Сегодня рекордный переход — около 29 миль! Мираж стал явью, и горы Тил, с утра выглядевшие небольшим размытым серым пятном, к обеду превратились в отчетливо различимую темную полоску, которая постепенно приобрела очертания горного массива с плоской вершиной и с практически отвесными обращенными к нам бесснежными северными склонами. Даже с такого расстояния массив выглядел очень внушительно, особенно посреди окружавшей его белой плоской равнины. Резко очерченными четкими формами он даже отдаленно напоминал огромную усеченную пирамиду. Градусах в тридцати левее из-под снега торчала вершина кажущегося совсем небольшим по сравнению со своим мощным соседом нунатака Зонтаг. Насколько я помнил немецкий, это означало воскресенье, и именно в воскресенье мы, по нашим расчетам, должны были прийти к складу с продовольствием в горах Тил. Идти впереди сегодня было легко и приятно — при таком заметном ориентире не было необходимости смотреть на компас, да и поверхность была ровной. Солнце грело спину, ветер остужал лицо, собаки бежали легко, словом, день выдался на славу. Правда, к вечеру ветер усилился, но при совершенно ясном небе, что являлось как раз признаком хорошей погоды на завтра. Получили приятное известие из базового лагеря: DC-6, совершив казавшийся еще вчера невозможным перелет, благополучно приземлился на холмах Патриот и, забрав всех журналистов, томившихся в палаточном лагере более двух недель, вылетел в Пунта-Аренас. Итак, первый вариант спасения экспедиции, несмотря на свою малую вероятность, начал воплощаться в жизнь.
Эти последние несколько дней упряжка Уилла вне конкуренции: собаки тянули нарты очень дружно и быстро, а Уилл с гордым видом стоял на облучке. Самое интересное начиналось в случае, если он не успевал остановить их до того, как они меня догоняли. Если же это происходило, то начиналось нечто невообразимое: Рекс и Пэнда, одновременно требуя моего внимания, подпрыгивали вверх, стараясь лизнуть меня в лицо, и им это часто удавалось, Сэм старался спрятать свою мохнатую голову в моих коленях, а Хэнк при этом его старательно оттирал и грозным рычанием отгонял всех прочь. Мне стоило большого труда избавиться от столь настойчивого внимания собак и вырваться из их лохматого круга, тем более что они полностью игнорировали команды Уилла, призывающего их к порядку, чем приводили последнего в неистовство. Чтобы взять ситуацию под контроль, Уилл использовал короткий обломок лыжной палки, которым он устрашающе стучал по какой-нибудь лежащей на нартах коробке (сейчас он на время отказался от своих методов воспитания, наверное, потому что и погода улучшилась, и собаки работали отменно, и не было никаких причин для плохого настроения). На некоторое время порядок восстанавливался, и этого мне вполне хватало, чтобы отбежать от них на небольшое расстояние.

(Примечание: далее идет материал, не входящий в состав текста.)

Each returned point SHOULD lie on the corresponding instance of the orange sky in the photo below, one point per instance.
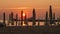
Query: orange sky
(27, 5)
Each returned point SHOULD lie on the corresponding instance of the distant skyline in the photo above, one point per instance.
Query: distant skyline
(41, 6)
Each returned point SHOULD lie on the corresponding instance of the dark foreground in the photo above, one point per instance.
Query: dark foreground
(30, 30)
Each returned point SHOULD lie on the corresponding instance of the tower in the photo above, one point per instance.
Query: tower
(46, 18)
(50, 14)
(16, 19)
(4, 18)
(12, 19)
(34, 16)
(21, 17)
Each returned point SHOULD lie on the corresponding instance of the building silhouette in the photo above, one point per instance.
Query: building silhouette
(50, 14)
(4, 18)
(16, 19)
(53, 18)
(34, 16)
(25, 19)
(12, 19)
(21, 17)
(46, 18)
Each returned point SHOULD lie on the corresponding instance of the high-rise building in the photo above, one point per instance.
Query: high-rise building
(12, 19)
(34, 16)
(50, 14)
(4, 18)
(46, 18)
(21, 17)
(16, 19)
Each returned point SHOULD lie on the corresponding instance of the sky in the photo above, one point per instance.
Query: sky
(41, 6)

Сегодня во время обеденного перерыва, когда мы, не сговариваясь, выразили удивление по поводу столь необычной прыти собак Уилла, которые до того (да и в Гренландии тоже) не отличались особенным рвением, Уилл пожал плечами и сказал: «Мне кажется, они неравнодушны к Виктору». С ним неожиданно согласились Джеф и Кейзо, что было для меня весьма лестно. Разгадку нашел Этьенн: «Виктор единственный из нас, кто регулярно принимает снежный душ, и поэтому, я думаю, он и пахнет несколько иначе, чем мы, джентльмены». Эта история показалась всем достаточно правдоподобной и еще прочнее укрепила мое лидирующее положение. Как бы в подтверждение слов Этьенна, сегодня во время одной из таких творческих встреч с собачьим коллективом Пэнда в приливе верноподданнических чувств в высоком прыжке носом разбил мне очки. Вечером в эфире одновременно работали сразу три наши станции — Русская, Ленинградская и Беллинсгаузен. Этьенн в ужасе.